Литмир - Электронная Библиотека

В этот раз все начиналось точно также — Поттер без повода становился багровым, нервно поправлял на носу очки и пытался приглаживать волосы. Гермиона только прыскала в кулак от смущенного вида друга. Но потом началась какая-то фигня. У Гарри проснулась хваленая гриффиндорская храбрость (правда, в отношении девчонок), и он стал изредка появляться в обществе Уайлд.

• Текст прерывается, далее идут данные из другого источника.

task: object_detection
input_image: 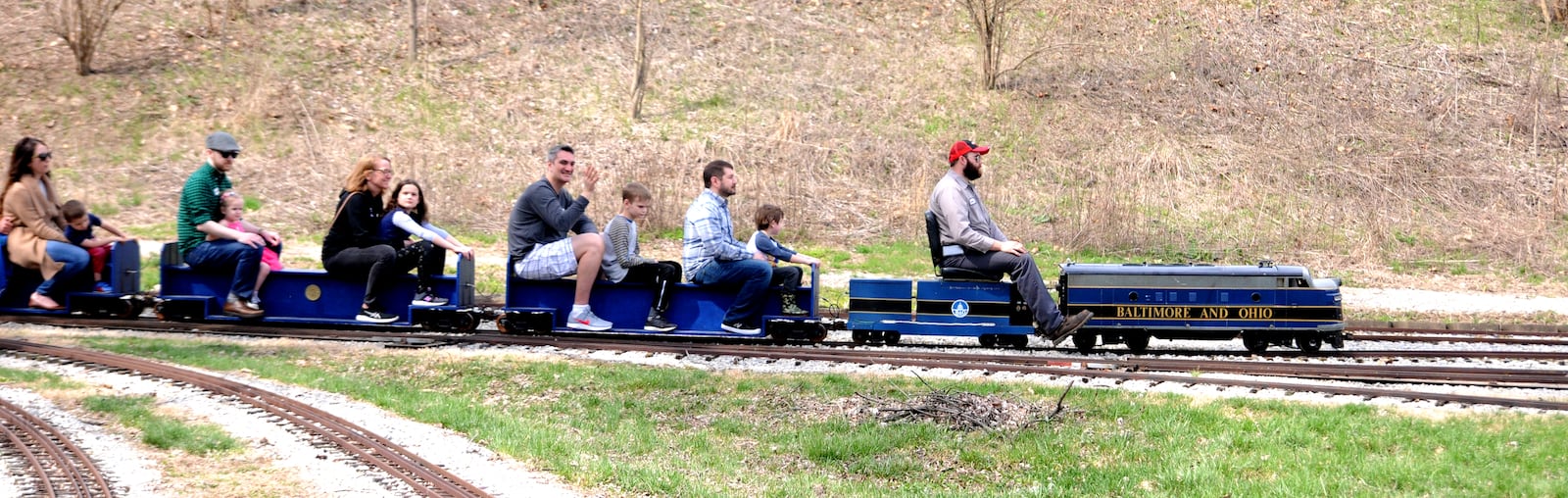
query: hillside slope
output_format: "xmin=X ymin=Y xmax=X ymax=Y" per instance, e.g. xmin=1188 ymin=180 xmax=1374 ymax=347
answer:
xmin=0 ymin=0 xmax=1568 ymax=285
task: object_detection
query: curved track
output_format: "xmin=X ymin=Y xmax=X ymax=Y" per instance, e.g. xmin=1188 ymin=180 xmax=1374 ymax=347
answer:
xmin=0 ymin=399 xmax=115 ymax=496
xmin=0 ymin=340 xmax=489 ymax=496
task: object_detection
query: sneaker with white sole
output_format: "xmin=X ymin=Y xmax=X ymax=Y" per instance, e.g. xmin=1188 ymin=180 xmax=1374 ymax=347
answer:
xmin=410 ymin=291 xmax=449 ymax=306
xmin=566 ymin=310 xmax=614 ymax=330
xmin=718 ymin=321 xmax=762 ymax=333
xmin=355 ymin=310 xmax=397 ymax=323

Она не проявляла к Поттеру особого интереса, но поддерживала пустые беседы то ли из внезапно появившейся вежливости, то ли со скуки. И Гермионе было не в чем упрекнуть когтевранку — она не давала Гарри ни единого повода думать о ней в другом ключе, кроме как «девчонка с курса, спросить про зелья и дойти до одного класса». Но воспаленная фантазия Гарри явно рисовала юноше такие картины, от которых он потом едва ли не прыгал до потолка под испепеляющие взгляды Снейпа. Гермиона очень беспокоилась. Она прекрасно знала о том, что Гарри вряд ли станет хотя бы другом Флоренс Уайлд, не говоря уже о том, о чем молодой человек так мечтал. Гриффиндорка отлично осознавала, что вытеснить место Малфоя из жизни и, возможно, сердца Уайлд, не под силу никому. Где-то полтора месяца назад они не разговаривали друг с другом три дня, но все вернулось на круги своя. Они вновь ходят вдвоем, мило беседуют, вместе просиживают вечера в библиотеке и пишут рефераты, гуляют на выходных и просто наслаждаются обществом друг друга. А Гарри упрямо не хочет признать то, что никогда не сможет быть Флоренс ближе, чем Малфой.

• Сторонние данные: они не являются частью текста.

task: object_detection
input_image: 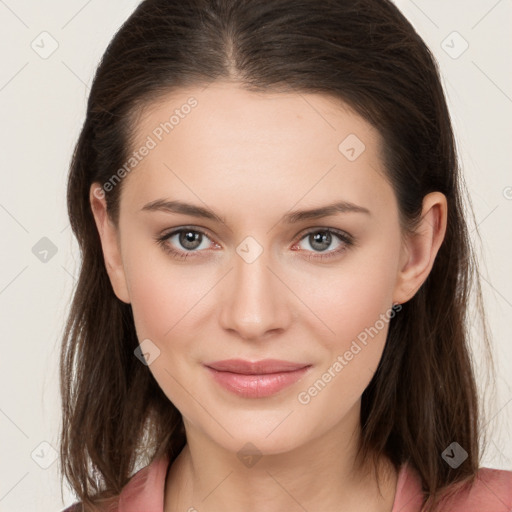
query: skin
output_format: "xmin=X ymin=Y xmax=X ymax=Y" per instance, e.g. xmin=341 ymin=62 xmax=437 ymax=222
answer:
xmin=90 ymin=82 xmax=447 ymax=512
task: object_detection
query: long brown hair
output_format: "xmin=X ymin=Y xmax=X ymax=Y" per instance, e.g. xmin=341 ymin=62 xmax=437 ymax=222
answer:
xmin=60 ymin=0 xmax=490 ymax=508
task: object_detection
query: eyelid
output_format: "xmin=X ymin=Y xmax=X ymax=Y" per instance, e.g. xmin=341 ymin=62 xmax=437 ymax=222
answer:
xmin=155 ymin=225 xmax=356 ymax=260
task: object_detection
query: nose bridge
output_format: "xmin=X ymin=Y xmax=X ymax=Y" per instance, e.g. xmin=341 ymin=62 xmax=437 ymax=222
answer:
xmin=221 ymin=237 xmax=289 ymax=339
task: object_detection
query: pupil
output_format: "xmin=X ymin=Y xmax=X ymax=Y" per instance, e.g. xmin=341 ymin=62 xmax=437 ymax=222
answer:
xmin=182 ymin=231 xmax=200 ymax=249
xmin=312 ymin=231 xmax=331 ymax=251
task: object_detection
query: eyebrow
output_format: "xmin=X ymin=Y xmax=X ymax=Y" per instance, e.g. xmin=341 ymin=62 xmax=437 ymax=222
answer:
xmin=142 ymin=199 xmax=371 ymax=224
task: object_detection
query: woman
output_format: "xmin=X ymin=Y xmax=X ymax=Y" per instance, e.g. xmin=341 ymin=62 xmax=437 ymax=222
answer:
xmin=61 ymin=0 xmax=512 ymax=512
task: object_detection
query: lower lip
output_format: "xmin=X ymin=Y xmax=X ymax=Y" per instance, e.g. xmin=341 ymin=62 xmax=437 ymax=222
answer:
xmin=206 ymin=366 xmax=309 ymax=398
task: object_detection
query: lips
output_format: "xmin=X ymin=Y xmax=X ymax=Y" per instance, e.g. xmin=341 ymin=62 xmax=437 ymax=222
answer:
xmin=206 ymin=359 xmax=310 ymax=375
xmin=205 ymin=359 xmax=311 ymax=398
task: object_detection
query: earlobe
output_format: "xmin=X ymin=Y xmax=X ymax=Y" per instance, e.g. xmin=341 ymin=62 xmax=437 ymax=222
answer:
xmin=393 ymin=192 xmax=448 ymax=303
xmin=89 ymin=183 xmax=131 ymax=304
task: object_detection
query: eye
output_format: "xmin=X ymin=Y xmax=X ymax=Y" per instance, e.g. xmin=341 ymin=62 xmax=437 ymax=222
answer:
xmin=294 ymin=228 xmax=354 ymax=259
xmin=156 ymin=227 xmax=355 ymax=260
xmin=156 ymin=228 xmax=212 ymax=259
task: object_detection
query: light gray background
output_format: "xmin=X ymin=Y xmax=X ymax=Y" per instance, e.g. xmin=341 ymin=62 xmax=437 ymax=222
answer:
xmin=0 ymin=0 xmax=512 ymax=512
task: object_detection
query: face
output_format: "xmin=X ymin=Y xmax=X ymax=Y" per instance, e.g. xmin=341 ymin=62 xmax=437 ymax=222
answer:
xmin=91 ymin=83 xmax=442 ymax=454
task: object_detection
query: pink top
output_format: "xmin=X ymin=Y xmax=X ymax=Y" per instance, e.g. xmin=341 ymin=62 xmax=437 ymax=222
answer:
xmin=63 ymin=456 xmax=512 ymax=512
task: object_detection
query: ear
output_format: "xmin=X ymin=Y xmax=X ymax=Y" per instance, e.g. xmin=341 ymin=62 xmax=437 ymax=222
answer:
xmin=393 ymin=192 xmax=448 ymax=304
xmin=89 ymin=183 xmax=130 ymax=304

Гермиона, поджав губы, с треском захлопнула толстую книгу в черном кожаном переплете и устало потерла переносицу. Девушка сидела на подоконнике (видела бы такой кошмар МакГонагалл!) в одном из светлых, тихих коридоров Хогвартса, где мало кто бывал. Гермиона отложила фолиант в угол, глядя сквозь стекло, покрытое причудливыми морозными узорами, на чудесный пейзаж.

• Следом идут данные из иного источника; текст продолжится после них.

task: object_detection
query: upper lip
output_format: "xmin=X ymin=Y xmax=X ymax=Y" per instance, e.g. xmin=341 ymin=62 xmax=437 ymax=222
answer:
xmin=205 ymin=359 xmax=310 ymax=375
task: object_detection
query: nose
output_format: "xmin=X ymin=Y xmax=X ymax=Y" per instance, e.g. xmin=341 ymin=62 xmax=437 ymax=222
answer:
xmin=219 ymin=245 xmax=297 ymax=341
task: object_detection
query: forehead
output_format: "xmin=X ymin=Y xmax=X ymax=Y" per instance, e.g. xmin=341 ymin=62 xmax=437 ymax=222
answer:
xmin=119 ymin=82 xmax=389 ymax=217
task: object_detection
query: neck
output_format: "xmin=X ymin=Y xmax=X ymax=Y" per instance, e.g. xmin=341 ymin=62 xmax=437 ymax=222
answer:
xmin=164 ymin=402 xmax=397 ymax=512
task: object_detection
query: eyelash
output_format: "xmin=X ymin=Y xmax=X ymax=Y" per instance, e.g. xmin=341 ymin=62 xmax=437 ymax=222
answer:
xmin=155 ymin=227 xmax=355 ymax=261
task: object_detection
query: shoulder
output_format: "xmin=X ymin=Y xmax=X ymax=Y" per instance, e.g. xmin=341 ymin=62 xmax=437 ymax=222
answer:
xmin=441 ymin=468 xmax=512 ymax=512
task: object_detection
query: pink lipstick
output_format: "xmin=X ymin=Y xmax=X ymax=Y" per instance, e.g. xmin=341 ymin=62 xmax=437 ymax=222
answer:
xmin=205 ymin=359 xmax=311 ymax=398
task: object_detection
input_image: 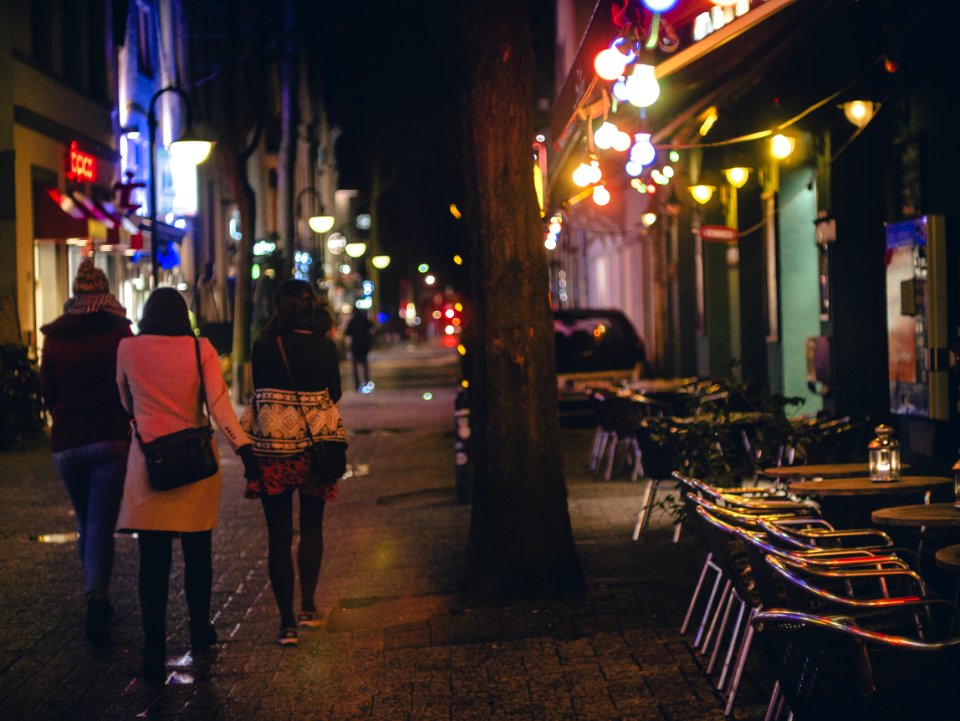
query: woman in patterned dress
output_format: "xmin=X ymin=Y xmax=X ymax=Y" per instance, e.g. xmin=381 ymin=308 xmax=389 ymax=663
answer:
xmin=244 ymin=280 xmax=346 ymax=646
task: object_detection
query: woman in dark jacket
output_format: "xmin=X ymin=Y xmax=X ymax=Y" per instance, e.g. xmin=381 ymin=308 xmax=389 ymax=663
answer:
xmin=40 ymin=258 xmax=131 ymax=646
xmin=244 ymin=280 xmax=346 ymax=646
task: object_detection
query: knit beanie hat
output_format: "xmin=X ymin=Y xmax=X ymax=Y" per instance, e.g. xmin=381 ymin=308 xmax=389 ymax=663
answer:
xmin=73 ymin=258 xmax=110 ymax=295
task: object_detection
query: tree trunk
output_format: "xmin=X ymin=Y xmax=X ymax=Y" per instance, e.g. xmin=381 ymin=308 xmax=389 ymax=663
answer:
xmin=464 ymin=0 xmax=583 ymax=603
xmin=277 ymin=0 xmax=300 ymax=280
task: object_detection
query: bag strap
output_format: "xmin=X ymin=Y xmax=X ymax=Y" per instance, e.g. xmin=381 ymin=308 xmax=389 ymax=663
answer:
xmin=277 ymin=335 xmax=316 ymax=446
xmin=133 ymin=336 xmax=210 ymax=448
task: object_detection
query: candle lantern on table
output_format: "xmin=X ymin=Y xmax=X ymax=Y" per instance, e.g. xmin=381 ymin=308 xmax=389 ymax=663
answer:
xmin=867 ymin=425 xmax=900 ymax=483
xmin=953 ymin=450 xmax=960 ymax=511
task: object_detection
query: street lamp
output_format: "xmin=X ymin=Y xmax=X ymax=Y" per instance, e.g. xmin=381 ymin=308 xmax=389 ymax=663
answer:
xmin=294 ymin=185 xmax=336 ymax=235
xmin=147 ymin=85 xmax=213 ymax=289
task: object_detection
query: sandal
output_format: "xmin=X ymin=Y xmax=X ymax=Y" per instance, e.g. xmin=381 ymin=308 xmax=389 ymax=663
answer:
xmin=297 ymin=611 xmax=327 ymax=628
xmin=274 ymin=628 xmax=300 ymax=646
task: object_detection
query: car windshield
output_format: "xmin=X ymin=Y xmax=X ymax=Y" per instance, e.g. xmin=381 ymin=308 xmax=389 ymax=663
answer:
xmin=553 ymin=313 xmax=643 ymax=373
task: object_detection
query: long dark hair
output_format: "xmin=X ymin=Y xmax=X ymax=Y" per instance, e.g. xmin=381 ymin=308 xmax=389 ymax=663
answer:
xmin=259 ymin=278 xmax=333 ymax=340
xmin=140 ymin=288 xmax=193 ymax=336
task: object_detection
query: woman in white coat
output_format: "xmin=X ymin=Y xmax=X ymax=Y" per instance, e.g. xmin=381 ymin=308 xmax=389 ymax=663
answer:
xmin=117 ymin=288 xmax=259 ymax=682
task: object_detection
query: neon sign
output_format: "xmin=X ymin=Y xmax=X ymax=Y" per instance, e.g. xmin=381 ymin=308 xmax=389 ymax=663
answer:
xmin=67 ymin=140 xmax=97 ymax=183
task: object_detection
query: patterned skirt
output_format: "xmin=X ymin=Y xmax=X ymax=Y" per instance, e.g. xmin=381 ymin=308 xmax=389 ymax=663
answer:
xmin=244 ymin=451 xmax=337 ymax=501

Была середина декабря. Все окрестности Хогвартса были покрыты толстым, ослепительно-белым слоем пушистого, искрящегося в лучах яркого холодного солнца, снега. Каждая веточка каждого дерева в запретном лесу была словно покрыта сверкающим сахаром, а хижина Хагрида и вовсе напоминала покрытый глазурью пряничный рождественский домик. Черное озеро превратилось в огромный каток, где маглорожденные юные волшебники с энтузиазмом обучали несведущих товарищей, выросших в семьях магов, стоять на коньках. Красные щеки, улыбки до ушей, блестящие от восторга глаза, съехавшие набекрень шапки и развязавшиеся шарфы — все студенты от мала до велика наслаждались великолепной погодой: слепящим солнцем, морозным бодрящим воздухом и непередаваемой атмосферой приближающегося Рождества. Раздавался веселый заразительный хохот детей, пытающихся бороться с разъезжающимися на льду ногами. Кто-то, как Джастин Финч-Флетчли из Пуффендуя, выделывал невероятные пируэты под восторженные визги девчонок. А кто-то, как Рон, с опаской держался за Гарри, у которого очки угрожающе болтались на кончике носа, и красного взъерошенного Симуса, и под чутким руководством нечуткого Дина Томаса пытался осторожно перебирать ногами. Даже слизеринцы не брезговали этим развлечением — сестры Гринграсс, изящные, хрупкие красавицы, держались за руки и кружились, кружились, кружились, заливаясь звонким серебристым смехом. К ним грациозно подъехал Забини, расплываясь в обаятельной и счастливой усмешке и беря Дафну — старшую, блондинку с завораживающими голубыми глазами, похожую на фарфоровую статуэтку, под локоть, галантно извинился перед ее сестрой и прокружил визжащую Гринграсс несколько раз в красивом пируэте. К младшей, Астории — изумительной зеленоглазой шатенке, будто сошедшей с полотна Боттичелли, тут же подкатил Теодор Нотт, обхватывая четверокурсницу за талию и отъезжая с ней подальше. Астория, откинув копну рыжевато-каштановых роскошных волос, задорно рассмеялась.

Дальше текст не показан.